Ahora, tomando como referencia el ejemplo anterior, supongamos que el producto que pedimos o necesitamos es entregado en forma y a tiempo. Sin embargo, gestionarlo resulta muy complicado. Las instrucciones no son claras y obtener la información para recibir atención al cliente genera un descontento, incluso si en cuestión de tiempos se haya cumplido el Acuerdo de Nivel de Servicio (SLA).

Es aquí donde entra lo que se conoce como un Acuerdo de Nivel de Experiencia (XLA).

El lento auge de los XLA 

En 2017, el informe de benchmark de SDI mostró que la satisfacción del cliente se había convertido en el principal indicador de éxito para una mesa de servicio. En ese entonces, SDI predijo que la importancia de los XLA aumentaría en los próximos 2 años.
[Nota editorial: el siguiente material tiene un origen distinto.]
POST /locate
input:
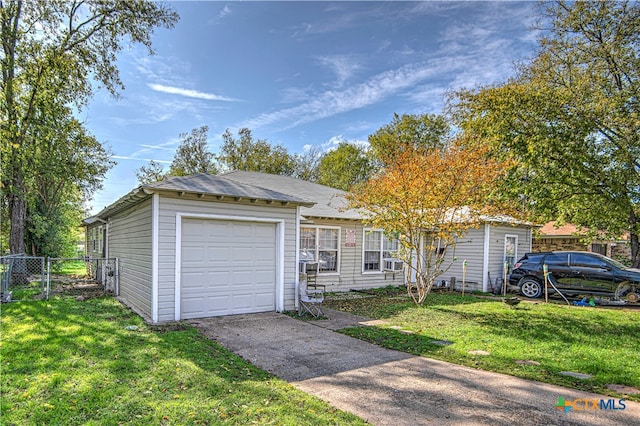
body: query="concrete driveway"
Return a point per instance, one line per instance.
(386, 387)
Sin embargo, su adopción no ha sido tan generalizada.

La versión más reciente del informe de benchmark de SDI —publicada en 2019— muestra que solo un 7% de las compañías encuestadas adoptó tanto SLA como XLA. De hecho, hay un porcentaje alarmante que no tiene SLA ni XLA (16%).

Por un lado, el bajo porcentaje de adopción puede justificarse porque los XLA en ese entonces seguían siendo un concepto relativamente desconocido. Por otro lado, hay que tener en cuenta que este último informe es previo a la pandemia. Ya que esta última impulsó una transformación digital a nivel global, no sería ilógico pensar que los XLA han adquirido una mayor importancia desde entonces.
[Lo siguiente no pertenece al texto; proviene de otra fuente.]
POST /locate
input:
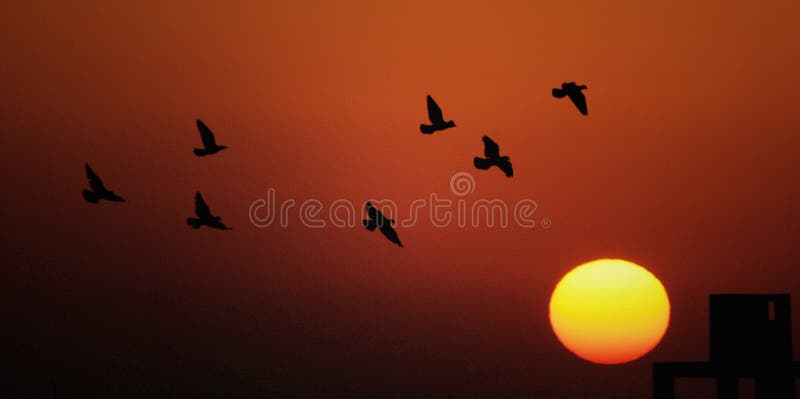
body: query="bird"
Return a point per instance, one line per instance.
(436, 118)
(492, 152)
(384, 224)
(209, 144)
(574, 92)
(204, 216)
(99, 191)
Los SLA son contratos; los XLA, experiencias 

Debemos de aclarar que esto no se trata de una “competencia” ni de una “batalla” sobre cuál de estos conceptos es el que debemos de aplicar en nuestras organizaciones. Ambos abarcan tópicos diferentes.
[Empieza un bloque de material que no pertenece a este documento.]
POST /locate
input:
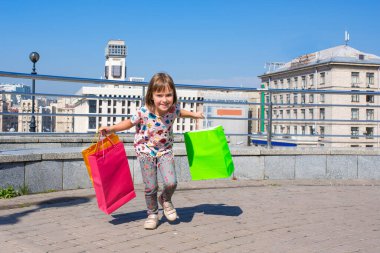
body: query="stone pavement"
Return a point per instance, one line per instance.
(215, 216)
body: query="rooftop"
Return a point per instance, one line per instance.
(338, 54)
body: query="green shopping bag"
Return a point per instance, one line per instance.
(208, 154)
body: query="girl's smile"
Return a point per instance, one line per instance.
(163, 101)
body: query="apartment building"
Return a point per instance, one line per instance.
(335, 120)
(119, 102)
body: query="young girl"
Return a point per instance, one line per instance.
(154, 143)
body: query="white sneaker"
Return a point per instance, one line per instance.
(169, 211)
(151, 222)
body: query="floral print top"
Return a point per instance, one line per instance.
(154, 134)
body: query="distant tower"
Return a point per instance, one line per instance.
(115, 68)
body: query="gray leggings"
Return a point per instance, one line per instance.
(149, 166)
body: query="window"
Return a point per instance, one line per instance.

En ese caso, ¿cómo diferenciar uno de otro? No es un tema de elección, sino de coexistencia. Mientras que los SLA relacionan la interfaz con el servicio, los XLA relacionan a la interfaz con los usuarios finales.

Similar a los SLA, los XLA establecen un nivel típico de calidad de servicio que un cliente debe recibir. En otras palabras, establece un nivel mínimo satisfactorio de experiencia del cliente.

Por ejemplo, un SLA puede delinear un objetivo para los tiempos de resolución. En consecuencia, los analistas de la mesa de servicio pueden intentar resolver los incidentes lo más rápido posible para cumplir con el objetivo. Sin embargo, pueden no estar atentos al cliente o sus necesidades al hacerlo. Como tal, un XLA especificaría que el analista debe prestar atención a la experiencia del cliente y asegurarse de que el cliente esté satisfecho durante toda su interacción con la mesa de servicio.

He aquí una forma o perspectiva para comprender este “idioma”, que se volverá más común:

SLA

XLA

Resolución en primer contacto

Experiencia de primera clase

Disponibilidad de técnicos

Disponibilidad percibida

Gestión de incidentes

Productividad perdida del usuario

Costo del lugar de trabajo

Felicidad en el espacio de trabajo

Pago por uso

Facilidad de usar

Un esquema “tradicional” de medición como son los SLA, que son de tipo “técnico”, pasa a ser algo más enfocado a los colaboradores o consumidores finales. Ahí, la experiencia es la base para determinar si estamos orientados hacia los usuarios y su viaje digital dentro de los servicios de TI que ofrecemos.

Ahora que ya sabe que está en una transformación digital, ¿está preparado para generar experiencias?